Cooperation among the security forces has risen to a much higher level, but two challenges remain. First are the casualty figures, which have been mounting through 2017 and now, 2018. The assumption that local terrorists do not have the capability and will to fight is now considered erroneous. The same vigour and zeal have been on display, as has been seen in the case of foreign terrorists. No doubt, a part of this motivation comes from the infusion of religious zeal into the game. The turnout at the funerals of local terrorists has also contributed to a quasi-religious and sub-nationalist motivation. Second is the near-continuous and spontaneous concentration of mobs at encounter sites in South Kashmir. While the security forces have devised standard operating procedures to counter these elements, they are not always entirely successful. The Director General of Police S P Vaid has said on record that at one of the encounter sites, operations had to be prematurely ceased to prevent more civilian casualties. A total of four civilians died in these disturbances and at least a hundred are known to have been injured.

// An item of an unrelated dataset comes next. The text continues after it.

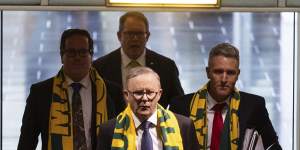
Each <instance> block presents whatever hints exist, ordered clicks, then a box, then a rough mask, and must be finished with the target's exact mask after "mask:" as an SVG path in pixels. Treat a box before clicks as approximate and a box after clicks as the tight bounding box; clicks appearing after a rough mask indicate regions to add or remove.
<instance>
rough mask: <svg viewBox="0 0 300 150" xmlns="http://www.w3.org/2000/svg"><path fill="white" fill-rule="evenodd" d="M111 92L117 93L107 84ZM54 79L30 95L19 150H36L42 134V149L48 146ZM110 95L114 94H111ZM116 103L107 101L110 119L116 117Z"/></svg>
mask: <svg viewBox="0 0 300 150" xmlns="http://www.w3.org/2000/svg"><path fill="white" fill-rule="evenodd" d="M106 85H107V89H112V90H110V91H109V92H113V91H117V90H116V89H114V87H113V86H112V85H110V84H106ZM52 86H53V78H50V79H48V80H45V81H42V82H39V83H37V84H33V85H32V86H31V89H30V94H29V96H28V98H27V101H26V107H25V111H24V114H23V120H22V127H21V135H20V139H19V144H18V150H33V149H36V146H37V143H38V136H39V134H41V138H42V149H43V150H46V149H47V145H48V128H49V113H50V106H51V101H52ZM95 89H96V88H95V85H92V122H91V128H92V147H93V149H95V148H96V139H97V138H96V137H97V135H96V131H95V130H96V127H95V126H96V90H95ZM109 92H108V94H112V93H109ZM114 105H115V102H113V101H112V100H111V98H109V95H108V99H107V108H108V118H109V119H111V118H113V117H115V116H116V115H115V110H114V108H115V106H114Z"/></svg>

While an expression of apprehension of a hot summer in the Valley is rife, it is more important to be aware of a couple of things. First, the strength of terrorists in the Valley could be higher than the numbers being put out, and therefore the degree of preparedness and expectation of violence too should be higher. Second, much will depend on the control of infiltration and local recruitment, both of which need to be given priority over the next six months. Third, the nature of violence could undergo change at some stage. I say this with a bit of trepidation because as mobs get emboldened, local terrorists fear less for life and the according of iconic status to the “boys” killed for the cause rises, we could be heading towards a period where the entry of the suicide bomber could not be far away. This is something we need to be watchful about. Suicide bombers paralysed the operational environment in Iraq, Syria, Afghanistan, and Pakistan.

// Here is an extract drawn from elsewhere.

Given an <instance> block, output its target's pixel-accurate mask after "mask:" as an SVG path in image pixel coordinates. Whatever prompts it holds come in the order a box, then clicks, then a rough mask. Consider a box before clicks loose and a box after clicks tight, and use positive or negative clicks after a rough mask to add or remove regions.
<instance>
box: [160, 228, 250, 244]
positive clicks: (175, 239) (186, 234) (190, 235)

This sets the stage for an analysis of the non-robust domain of operations because as the security forces strive to achieve higher levels of military domination, they cannot forget that soft power involving outreach and winning back the populace, still remains the ultimate aim of all sub-conventional operations. Whatever the uninformed may keep saying, the security forces are fully aware of where their ultimate success lies. Through the coming summer, the interplay of hard and soft power must be the norm, with the full understanding and cooperation of all stakeholders.